GMail Tip

If you’re looking to find all unread messages in Gmail, it’s not obvious. It’s actually very easy though, as this tip reveals – just put “is:unread” in the search bar.

This is helpful if you pull in mail from a lot of different sources, or have done bulk imports in the past, and your unread mail doesn’t end up in the first few pages of your inbox. I have had some mail lingering there, and was thankful for this tip. I have a decent amount of past e-mail stored in the depths of gmail.

You are currently using 1705 MB (60%) of your 2832 MB.

Not that I actually look at 1.7 GB of mail very often, but it’s convenient to have a substantial archive that’s easily searchable. If you’re looking to bulk upload a ton of old mail into gmail, I have found Mark Lyon’s Gmail Loader works well.

Malfunction Junctions

A post in Signal vs Noise today referred to the Wikipedia article on Malfunction Junctions – confusing and dangerous intersections.
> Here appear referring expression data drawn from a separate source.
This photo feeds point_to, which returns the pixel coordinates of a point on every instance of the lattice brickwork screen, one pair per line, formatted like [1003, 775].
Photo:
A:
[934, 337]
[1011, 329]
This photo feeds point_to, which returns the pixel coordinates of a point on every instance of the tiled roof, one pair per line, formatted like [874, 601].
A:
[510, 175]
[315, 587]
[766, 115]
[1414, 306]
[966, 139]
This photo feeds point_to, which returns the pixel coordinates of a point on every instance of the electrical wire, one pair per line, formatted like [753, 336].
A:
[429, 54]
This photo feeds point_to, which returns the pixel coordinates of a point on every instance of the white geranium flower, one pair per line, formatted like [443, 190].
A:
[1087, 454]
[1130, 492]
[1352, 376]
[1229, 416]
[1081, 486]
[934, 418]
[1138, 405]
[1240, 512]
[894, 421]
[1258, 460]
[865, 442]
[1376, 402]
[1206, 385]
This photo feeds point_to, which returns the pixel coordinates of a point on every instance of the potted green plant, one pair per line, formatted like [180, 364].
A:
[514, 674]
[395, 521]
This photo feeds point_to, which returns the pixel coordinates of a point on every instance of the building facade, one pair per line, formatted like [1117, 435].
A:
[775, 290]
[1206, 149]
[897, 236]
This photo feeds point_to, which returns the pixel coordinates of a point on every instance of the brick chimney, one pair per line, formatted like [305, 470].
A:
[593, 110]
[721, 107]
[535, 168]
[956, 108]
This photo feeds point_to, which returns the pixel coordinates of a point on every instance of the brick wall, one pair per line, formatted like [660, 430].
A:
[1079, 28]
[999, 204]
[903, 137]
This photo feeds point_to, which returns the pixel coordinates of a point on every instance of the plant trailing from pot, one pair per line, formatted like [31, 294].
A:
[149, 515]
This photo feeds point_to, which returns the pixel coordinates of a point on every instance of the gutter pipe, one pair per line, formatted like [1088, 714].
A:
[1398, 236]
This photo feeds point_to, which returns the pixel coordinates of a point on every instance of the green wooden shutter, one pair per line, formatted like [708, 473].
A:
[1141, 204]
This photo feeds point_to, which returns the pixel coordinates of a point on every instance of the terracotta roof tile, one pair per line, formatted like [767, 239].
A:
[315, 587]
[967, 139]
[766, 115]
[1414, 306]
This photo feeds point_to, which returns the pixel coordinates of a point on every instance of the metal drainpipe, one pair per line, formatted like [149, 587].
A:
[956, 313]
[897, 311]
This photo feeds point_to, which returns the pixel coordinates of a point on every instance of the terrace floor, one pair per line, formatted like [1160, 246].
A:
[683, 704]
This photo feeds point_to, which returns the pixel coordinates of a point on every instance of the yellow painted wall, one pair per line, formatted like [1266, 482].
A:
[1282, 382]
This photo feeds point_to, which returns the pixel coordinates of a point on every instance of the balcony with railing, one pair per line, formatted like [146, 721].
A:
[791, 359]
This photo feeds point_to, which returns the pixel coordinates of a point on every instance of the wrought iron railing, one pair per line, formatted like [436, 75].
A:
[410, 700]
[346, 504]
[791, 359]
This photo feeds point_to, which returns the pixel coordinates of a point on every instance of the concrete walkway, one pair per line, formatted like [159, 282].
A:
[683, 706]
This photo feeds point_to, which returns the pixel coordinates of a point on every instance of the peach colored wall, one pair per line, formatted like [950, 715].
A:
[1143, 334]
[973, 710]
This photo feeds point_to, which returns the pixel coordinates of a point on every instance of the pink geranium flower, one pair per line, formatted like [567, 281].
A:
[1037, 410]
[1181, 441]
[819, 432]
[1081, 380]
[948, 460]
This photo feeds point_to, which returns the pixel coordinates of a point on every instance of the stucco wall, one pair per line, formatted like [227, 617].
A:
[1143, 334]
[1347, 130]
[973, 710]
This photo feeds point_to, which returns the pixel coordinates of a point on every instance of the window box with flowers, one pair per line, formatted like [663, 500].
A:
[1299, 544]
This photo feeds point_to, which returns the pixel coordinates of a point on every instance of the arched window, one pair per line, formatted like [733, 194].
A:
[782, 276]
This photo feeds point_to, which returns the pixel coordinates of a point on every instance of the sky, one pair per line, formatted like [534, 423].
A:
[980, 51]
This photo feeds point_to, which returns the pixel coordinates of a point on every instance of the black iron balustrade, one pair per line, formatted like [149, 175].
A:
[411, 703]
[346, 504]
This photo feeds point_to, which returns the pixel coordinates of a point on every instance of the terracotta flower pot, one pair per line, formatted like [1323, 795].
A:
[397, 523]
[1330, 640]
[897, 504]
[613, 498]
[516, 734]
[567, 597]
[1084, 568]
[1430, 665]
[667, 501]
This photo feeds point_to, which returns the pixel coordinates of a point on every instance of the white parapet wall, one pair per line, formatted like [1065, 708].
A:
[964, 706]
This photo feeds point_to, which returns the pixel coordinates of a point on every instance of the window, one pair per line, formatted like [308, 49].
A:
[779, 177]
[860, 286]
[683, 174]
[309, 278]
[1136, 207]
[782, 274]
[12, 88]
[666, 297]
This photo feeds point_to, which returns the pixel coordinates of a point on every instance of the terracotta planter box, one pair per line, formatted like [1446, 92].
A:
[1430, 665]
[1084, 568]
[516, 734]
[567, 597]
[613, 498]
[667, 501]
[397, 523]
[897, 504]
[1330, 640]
There are some funny photos here.

The one that immediately came to mind for me is the Route 3/Drum Hill Road rotary in Lowell, MA. The aerial view doesn’t do it full justice, but when you’re in the car exiting the highway and are immediately put into a four-lane roundabout, it feels far more dysfunctional.

What do friend counts mean?

I was wondering, when looking across the various social networks that I’m a part of, what if anything can be extrapolated from the friend counts in each. In real life I have a given set of friends, and subsets of them and I are members of various networks under which we are labeled friends. My friend counts go like this across both social networks and sites with a social networking component:

MySpace: 90 (includes many people I don’t know)
LinkedIn: 74
Flickr: 70 (friends+family)
Friendster: 41
Facebook: 29
Amazon: 7
YouTube: 5
Del.icio.us: 4
Upcoming.org: 4
Digg: 3
Netflix: 3
Orkut: 3

UPDATE:Dodgeball: 20, Last.fm: 2, MyBlogLog: 2

Orkut almost doesn’t count because it’s largely abandoned (in the US), but I did sign up for it back in the day. Looking across all of the networks, it’s clear I have different sets of friends in each. I imagine that speaks, to some extent, as to which of my friends are the most nerdy. Fil is clearly tops in that list. He appears in 11 of 12 networks (no Netflix). Then there are people like Martha who appear in some of my least-populous networks (Netflix, Upcoming.org) but not the more popular (Facebook).

If I were to trim MySpace down to people I actually know, I think it would dip below LinkedIn on the list. Perhaps that speaks to my age? I keep in touch with more people in a professional context than social? As for some of the lower links (single digit ones) I think that’s largely explained by the lack of value those sites provide with their social components. Amazon is missing a huge opportunity, as their social components have languished for years, and they could do a lot of great things with them. Upcoming.org is another great opportunity that seems to be fading. Netflix is an exception – they do a nice job, but there just aren’t as many people I know with a Netflix account.

I have an order of magnitude fewer friends on YouTube as opposed to Flickr, which I don’t think is fully explained by the fact that photos are more popular than videos. I think a lot of it has to do with YouTube’s terrible user experience when it comes to inviting and sharing with friends. I still can’t see some of my friends’ videos, and I have no idea why.

From a strict social networking perspective, I like Facebook’s structure the best, but I have relatively few friends there. I think that largely speaks to my age. Facebook grew popular in colleges a few years after I left, and only a subset of people I know went back and joined it as alumni.

I also found it interesting that my friend counts across the various sites fit a long tail distribution.